The properties of composite materials may change as the materials are exposed to environmental factors. These include moisture, thermal cycling, fluid exposure, and sunlight and UV. Element has a broad range of capabilities to simulate those factors so you can understand how your material will perform throughout life.
Polymer based composites absorb moisture from the air in regular service. This moisture can plasticize the polymer chains, resulting in a lower glass transition temperature (Tg), and degrade mechanical properties. The diffusion of the moisture is slow at operating temperatures, so moisture ingress can be accelerated by exposure to high temperature and humidity for characterization purposes. ASTM D5229 provides standardized methodology for moisture conditioning of composite test specimens. Specimens are generally exposed to high temperature and high humidity in a humidity chamber. Representative travelers are conditioned at the same time in the same chamber. These travelers are carefully weighed at regular intervals. When the travelers show no additional weight gain, specimens have reached moisture equilibrium. These specimens will be removed from the chamber and tested.
In some applications, composites may experience thermal cycling. Under some circumstances these temperature changes can cause microcracking of the polymer matrix and loss of mechanical properties. Element maintains a variety of thermal shock and thermal cycling chamber to simulate end uses.
Composites have started to replace metals in Oil and Gas industry applications, especially in deep water corrosive environments, and in aircraft load bearing and non-load bearing structures. These components are in contact with different types of fluids in the service environment, which can affect their long-term mechanical integrity.
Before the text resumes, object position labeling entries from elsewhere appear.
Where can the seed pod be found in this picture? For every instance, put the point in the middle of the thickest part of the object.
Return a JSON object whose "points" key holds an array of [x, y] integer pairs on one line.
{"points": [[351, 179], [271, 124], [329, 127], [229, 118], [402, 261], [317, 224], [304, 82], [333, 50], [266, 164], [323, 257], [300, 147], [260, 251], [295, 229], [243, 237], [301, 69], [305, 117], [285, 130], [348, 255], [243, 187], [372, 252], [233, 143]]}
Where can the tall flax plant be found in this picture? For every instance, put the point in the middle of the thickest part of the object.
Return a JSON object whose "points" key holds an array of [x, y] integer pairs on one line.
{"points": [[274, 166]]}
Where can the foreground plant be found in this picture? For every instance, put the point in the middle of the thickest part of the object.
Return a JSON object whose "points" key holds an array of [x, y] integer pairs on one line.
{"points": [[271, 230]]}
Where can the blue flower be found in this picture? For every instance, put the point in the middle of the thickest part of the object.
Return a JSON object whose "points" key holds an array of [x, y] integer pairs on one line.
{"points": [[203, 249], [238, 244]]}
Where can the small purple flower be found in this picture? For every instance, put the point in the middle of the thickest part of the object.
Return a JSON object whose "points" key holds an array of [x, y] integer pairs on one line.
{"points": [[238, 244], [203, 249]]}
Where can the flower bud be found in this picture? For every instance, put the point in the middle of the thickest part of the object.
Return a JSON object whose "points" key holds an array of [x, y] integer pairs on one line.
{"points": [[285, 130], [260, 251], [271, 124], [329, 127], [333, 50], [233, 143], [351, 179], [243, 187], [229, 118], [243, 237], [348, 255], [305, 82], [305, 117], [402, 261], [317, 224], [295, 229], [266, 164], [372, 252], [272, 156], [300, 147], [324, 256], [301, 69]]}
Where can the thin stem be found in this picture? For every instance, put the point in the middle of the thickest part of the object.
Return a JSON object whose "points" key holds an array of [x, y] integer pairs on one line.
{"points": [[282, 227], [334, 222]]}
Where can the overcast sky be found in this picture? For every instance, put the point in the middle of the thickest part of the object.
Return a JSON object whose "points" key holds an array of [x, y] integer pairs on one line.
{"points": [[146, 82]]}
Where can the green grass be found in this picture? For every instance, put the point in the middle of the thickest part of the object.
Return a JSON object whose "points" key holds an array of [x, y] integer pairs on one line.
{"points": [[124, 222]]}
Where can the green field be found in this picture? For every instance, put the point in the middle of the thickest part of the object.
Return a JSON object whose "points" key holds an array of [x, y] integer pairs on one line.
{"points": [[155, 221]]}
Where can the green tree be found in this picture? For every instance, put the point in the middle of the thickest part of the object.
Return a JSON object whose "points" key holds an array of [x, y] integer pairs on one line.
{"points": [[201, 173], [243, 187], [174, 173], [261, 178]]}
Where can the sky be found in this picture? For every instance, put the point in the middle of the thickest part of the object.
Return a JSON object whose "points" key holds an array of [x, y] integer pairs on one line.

Fluid effects on composite materials
By exposing materials in service fluids in the laboratory, we can quantify environmental effects on composites’ mechanical integrity. Long term performance can be evaluated by accelerating the rate of chemical change, usually by increasing temperature.
To perform this testing, composite samples are exposed to fluids (single phase or multi-phase) in a pressure vessel, as defined by the service environment of the final part. The temperature and pressure of the vessel are increased to accelerate the physical and chemical aging. Testing the environmental effects on composites involves selecting specific conditions relative to the in-service environment, and how that effects the mechanical and physical properties of the material over the expected service lifetime of the component.
By choosing the right pressure and temperature, the physical and mechanical degradation of the composite over 25 years in service can be simulated in a laboratory and then measured with relevant mechanical testing methods.
Composite testing at Element
Our composite material experts have a large range of experience testing composite material samples. Element has the capability of running exposure for any type of liquid or gas required by our clients, including pure H2S, supercritical CO2, and seawater. We offer a complete suite of mechanical and physical testing to evaluate the effect of the exposure, including but not limited to: tensile, compression, shear, flexure, DSC, TGA, thermal conductivity, and more.